Fiji is the only place on earth that will escape the apocalypse.
At least that’s what South Korea’s Grace Road Church and its founder, Shin Ok-ju, preached to followers, calling the Pacific island nation the “center of the world as promised in the Bible.”
The founding story of Grace Road says a missionary was sent around the world to find the land that would survive the famine. That place, it turns out, happened to be Fiji.
Professor Tark Ji-il from Busan University, who studies Korean cults, explained that “Fiji divides into two syllables – Fi and Ji. In Korean characters, Fi means ‘escape’ or ‘shelter’ and Ji means ‘place’ or land’, so it’s interesting, isn’t it?”
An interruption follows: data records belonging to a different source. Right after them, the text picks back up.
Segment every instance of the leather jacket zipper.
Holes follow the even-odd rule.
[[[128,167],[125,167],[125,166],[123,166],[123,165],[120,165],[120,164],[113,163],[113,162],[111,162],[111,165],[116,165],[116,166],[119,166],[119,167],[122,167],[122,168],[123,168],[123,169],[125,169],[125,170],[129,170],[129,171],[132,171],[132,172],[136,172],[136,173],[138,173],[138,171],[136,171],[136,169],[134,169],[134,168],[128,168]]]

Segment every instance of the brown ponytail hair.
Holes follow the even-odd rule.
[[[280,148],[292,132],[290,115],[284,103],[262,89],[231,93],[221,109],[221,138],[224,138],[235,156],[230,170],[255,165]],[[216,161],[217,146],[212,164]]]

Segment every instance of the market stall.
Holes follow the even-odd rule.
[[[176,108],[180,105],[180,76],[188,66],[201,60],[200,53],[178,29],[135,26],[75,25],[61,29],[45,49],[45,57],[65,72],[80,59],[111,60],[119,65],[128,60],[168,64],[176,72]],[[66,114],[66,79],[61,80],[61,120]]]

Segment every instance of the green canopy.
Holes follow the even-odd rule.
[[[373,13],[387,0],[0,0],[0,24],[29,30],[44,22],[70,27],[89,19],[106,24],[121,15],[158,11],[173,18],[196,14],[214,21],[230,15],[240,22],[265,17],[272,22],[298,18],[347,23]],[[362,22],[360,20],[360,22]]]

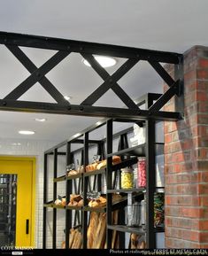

Hundreds of Koreans believed Shin’s message, uprooting their lives and moving to Fiji. But earlier this month Shin and three others were arrested in Seoul, charged with enslavement of some 400 of their followers.
RNZ reports:
Korean authorities said that when church members arrived in Fiji, their passports were seized and some were forced to endure violent rituals. Many more were either forced to work on a plantation or at several other church-run businesses.
Those businesses, which South Korean prosecutors said were the front for a violent cult, were widely endorsed and supported by the highest levels of Fiji’s Government. Last year, it received a Prime Minister’s Business Award.
In their announcement, Korean authorities said those who were forced to work were watched over by “guardians,” who were personally selected by Ms Shin to prevent the followers from leaving.
While in Fiji, prosecutors said, they were forced to perform ritual beatings on one another, which Ms Shin said was done to avoid punishment from God. A father was forced to hit his son more than 100 times, while another was beaten so badly they have lasting brain damage, they said.
Five victims finally managed to escape and alert South Korean authorities about abuses endorsed by Grace Road Church. The church has strongly denied all allegations against it, and the Fiji government has yet to respond to requests for comment.
Grace Road Church never quite gained traction in South Korea, but the opposite seemed to be the case when it opened its doors in Fiji in 2014. It has grown into a small business empire in Fiji, courting several government ministers in the process.
Still, churches in Fiji have been wary of Grace Road for some time. Fiji Methodist Church — the country’s largest denomination — issued a statement in 2016 calling Grace Road Church a cult.
“Some of our friends have said that people who work for [Grace Road], they work in fear,” said a spokesperson for the Methodist church, Wilfred Regunamada.
“There is like a fear of doing something wrong and something will happen. A decision has been made for them.”